Les conditions de détention dans les prisons tunisiennes et les décès de détenus enregistrés durant l’été ont été au cœur de l’émission « Face à face », diffusée jeudi 17 septembre 2026 sur la chaîne France 24 Arabic. Invité de l’émission, le président de l’Organisation contre la torture en Tunisie (OCTT), Chokri Latif a appelé à faire toute la lumière sur ces décès.
Au centre des échanges : les 23 décès de détenus rapportés cet été par la Ligue tunisienne des droits de l’Homme (LTDH), sur la base de données recueillies auprès de médecins, d’avocats et de familles. Aucune donnée officielle consolidée concernant les décès survenus dans les établissements pénitentiaires durant cet été n’a toutefois été publiée, a rappelé l’animateur.
Chokri Latif : « La responsabilité première incombe à l’État »
Pour Chokri Latif, la responsabilité de la prise en charge des personnes incarcérées revient à l’État et aux autorités chargées de leur détention. Il estime que les détenus doivent bénéficier de soins, d’eau, de médicaments et de conditions respectant leur dignité et leur droit à la vie.
Face aux décès rapportés, le président de l’Organisation contre la torture en Tunisie réclame l’ouverture d’enquêtes judiciaires indépendantes, impartiales et transparentes, afin de déterminer les causes des décès et d’établir les éventuelles responsabilités.
Il a également insisté sur la question de la surpopulation carcérale, le nombre de détenus étant passé d’environ 23.000 en 2022 à 33.000 en 2025, soit une hausse de près de 10.000 personnes.
Chokri Latif estime que cette surpopulation constitue l’un des facteurs aggravant les difficultés d’accès aux soins et les problèmes sanitaires dans les établissements pénitentiaires. Il a évoqué des taux d’occupation pouvant atteindre, dans certains établissements, 210% à 251% de la capacité d’accueil. « Des taux d’occupation qui ne peuvent en aucun cas garantir des conditions respectueuses de la dignité humaine », a-t-il souligné.
Soutenant que la situation cette année a été inédite et n’avait pas été vécue les années précédentes, il a également fait état de témoignages concernant les effets des fortes chaleurs et des coupures d’eau et d’électricité sur les conditions de détention, notamment des problèmes respiratoires et des cas d’étouffement rapportés par des familles.
Les organisations réclament davantage de transparence
Interrogé sur les revendications des organisations de défense des droits humains, Chokri Latif a placé la transparence au premier rang. Il réclame notamment que les causes des décès et les éventuelles responsabilités soient rendues publiques afin d’éviter, selon lui, toute forme d’impunité.

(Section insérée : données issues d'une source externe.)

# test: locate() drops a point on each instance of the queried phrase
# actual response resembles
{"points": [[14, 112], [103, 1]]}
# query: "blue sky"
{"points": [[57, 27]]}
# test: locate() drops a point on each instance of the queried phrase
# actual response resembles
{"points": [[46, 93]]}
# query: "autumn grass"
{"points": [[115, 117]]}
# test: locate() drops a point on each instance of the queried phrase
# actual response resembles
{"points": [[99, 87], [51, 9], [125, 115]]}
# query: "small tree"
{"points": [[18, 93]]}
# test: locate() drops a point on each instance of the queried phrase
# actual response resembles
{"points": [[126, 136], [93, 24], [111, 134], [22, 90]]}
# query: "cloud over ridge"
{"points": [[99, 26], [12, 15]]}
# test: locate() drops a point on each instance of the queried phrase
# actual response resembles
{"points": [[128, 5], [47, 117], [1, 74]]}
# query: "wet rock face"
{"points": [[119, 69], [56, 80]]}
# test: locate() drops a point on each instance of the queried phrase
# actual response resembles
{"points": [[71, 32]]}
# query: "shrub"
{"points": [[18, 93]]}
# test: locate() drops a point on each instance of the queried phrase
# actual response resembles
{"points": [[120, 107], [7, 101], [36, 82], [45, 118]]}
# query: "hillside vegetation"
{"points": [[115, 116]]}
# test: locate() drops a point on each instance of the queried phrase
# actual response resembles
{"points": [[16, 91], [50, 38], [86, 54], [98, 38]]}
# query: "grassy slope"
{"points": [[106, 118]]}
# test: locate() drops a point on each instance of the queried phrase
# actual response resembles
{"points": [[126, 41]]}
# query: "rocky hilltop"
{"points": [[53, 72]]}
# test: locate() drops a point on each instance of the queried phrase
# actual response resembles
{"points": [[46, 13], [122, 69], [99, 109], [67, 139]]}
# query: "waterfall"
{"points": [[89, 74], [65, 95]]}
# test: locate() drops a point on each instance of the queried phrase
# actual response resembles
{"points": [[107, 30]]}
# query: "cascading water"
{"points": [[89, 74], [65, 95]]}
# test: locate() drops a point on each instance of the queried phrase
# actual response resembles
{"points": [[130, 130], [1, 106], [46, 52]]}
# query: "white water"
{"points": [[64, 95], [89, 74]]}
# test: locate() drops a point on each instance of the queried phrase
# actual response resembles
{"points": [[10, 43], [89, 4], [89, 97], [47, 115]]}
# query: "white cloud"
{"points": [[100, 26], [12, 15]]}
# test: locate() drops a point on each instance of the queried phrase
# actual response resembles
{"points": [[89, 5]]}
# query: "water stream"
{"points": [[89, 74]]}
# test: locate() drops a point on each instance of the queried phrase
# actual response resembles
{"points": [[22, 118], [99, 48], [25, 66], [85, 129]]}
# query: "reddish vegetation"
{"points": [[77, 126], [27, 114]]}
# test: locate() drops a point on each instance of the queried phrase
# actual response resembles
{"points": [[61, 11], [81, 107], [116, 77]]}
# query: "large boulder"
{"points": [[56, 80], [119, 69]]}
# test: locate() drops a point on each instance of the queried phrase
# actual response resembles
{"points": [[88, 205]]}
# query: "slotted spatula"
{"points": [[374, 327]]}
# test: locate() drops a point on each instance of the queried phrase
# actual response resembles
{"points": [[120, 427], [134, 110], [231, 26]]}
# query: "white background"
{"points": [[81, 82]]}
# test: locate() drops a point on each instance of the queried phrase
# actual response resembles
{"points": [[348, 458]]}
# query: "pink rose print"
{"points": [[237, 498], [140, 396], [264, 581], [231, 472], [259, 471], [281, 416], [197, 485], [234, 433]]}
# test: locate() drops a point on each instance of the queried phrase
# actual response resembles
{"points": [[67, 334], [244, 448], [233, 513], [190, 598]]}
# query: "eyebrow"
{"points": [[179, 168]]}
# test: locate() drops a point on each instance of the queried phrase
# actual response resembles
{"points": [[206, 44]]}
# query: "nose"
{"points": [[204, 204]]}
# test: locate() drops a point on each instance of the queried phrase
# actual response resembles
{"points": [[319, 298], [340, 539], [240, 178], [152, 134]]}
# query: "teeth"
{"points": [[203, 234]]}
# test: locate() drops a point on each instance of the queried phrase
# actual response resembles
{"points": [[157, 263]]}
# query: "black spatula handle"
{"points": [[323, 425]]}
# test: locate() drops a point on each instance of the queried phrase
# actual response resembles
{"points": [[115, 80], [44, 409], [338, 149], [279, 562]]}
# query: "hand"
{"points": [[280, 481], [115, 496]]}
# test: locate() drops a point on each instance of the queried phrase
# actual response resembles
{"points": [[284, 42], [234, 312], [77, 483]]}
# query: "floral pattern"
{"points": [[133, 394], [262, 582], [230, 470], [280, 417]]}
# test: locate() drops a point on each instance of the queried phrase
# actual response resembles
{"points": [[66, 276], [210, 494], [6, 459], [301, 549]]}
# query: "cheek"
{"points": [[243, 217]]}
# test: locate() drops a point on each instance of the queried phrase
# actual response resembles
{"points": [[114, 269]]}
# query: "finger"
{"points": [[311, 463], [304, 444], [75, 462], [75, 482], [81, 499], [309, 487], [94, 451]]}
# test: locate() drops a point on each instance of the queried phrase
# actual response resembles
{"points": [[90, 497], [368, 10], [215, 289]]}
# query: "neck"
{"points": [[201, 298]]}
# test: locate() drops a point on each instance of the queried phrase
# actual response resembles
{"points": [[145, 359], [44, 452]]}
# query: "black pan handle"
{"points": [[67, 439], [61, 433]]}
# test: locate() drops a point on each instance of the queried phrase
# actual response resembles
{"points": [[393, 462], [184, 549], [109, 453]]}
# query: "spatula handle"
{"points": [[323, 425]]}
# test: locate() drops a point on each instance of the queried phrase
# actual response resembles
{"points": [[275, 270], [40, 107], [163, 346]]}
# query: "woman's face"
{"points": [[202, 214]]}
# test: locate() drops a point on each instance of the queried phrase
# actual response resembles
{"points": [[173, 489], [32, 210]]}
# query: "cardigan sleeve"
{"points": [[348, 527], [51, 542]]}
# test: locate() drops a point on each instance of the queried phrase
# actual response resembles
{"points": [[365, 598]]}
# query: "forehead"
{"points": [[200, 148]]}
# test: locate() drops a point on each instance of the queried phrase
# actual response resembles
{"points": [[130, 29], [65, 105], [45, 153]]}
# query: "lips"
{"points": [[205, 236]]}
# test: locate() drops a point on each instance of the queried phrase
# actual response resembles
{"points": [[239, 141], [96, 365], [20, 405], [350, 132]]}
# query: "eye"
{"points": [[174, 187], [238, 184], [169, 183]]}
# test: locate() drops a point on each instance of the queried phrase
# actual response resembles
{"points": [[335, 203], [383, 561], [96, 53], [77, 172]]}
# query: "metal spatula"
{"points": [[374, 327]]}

L’organisation demande également de mettre fin au recours excessif à l’incarcération et de revoir les textes et procédures permettant le placement en détention. Chokri Latif a affirmé qu’une grande partie des détenus seraient en attente de jugement et qu’une partie d’entre eux seraient poursuivis pour des délits considérés comme mineurs.
Il défend ainsi le recours aux alternatives à l’emprisonnement, estimant que la privation de liberté doit rester une exception.
La question de l’accès des organisations de défense des droits humains aux prisons a également été soulevée au cours de l’émission. Il a été rappelé que la LTDH affirme ne plus être autorisée à effectuer des visites dans les établissements pénitentiaires depuis novembre 2025.
Le débat a également porté sur les coupures d’eau et d’électricité ainsi que les incendies estivaux. L’animateur a rappelé que le président de la République, Kaïs Saïed, avait estimé que ces perturbations n’étaient pas « innocentes » et pouvaient relever du crime. Chokri Latif a estimé que, si tel est le cas, leurs responsables doivent être identifiés et poursuivis dans le cadre d’enquêtes transparentes.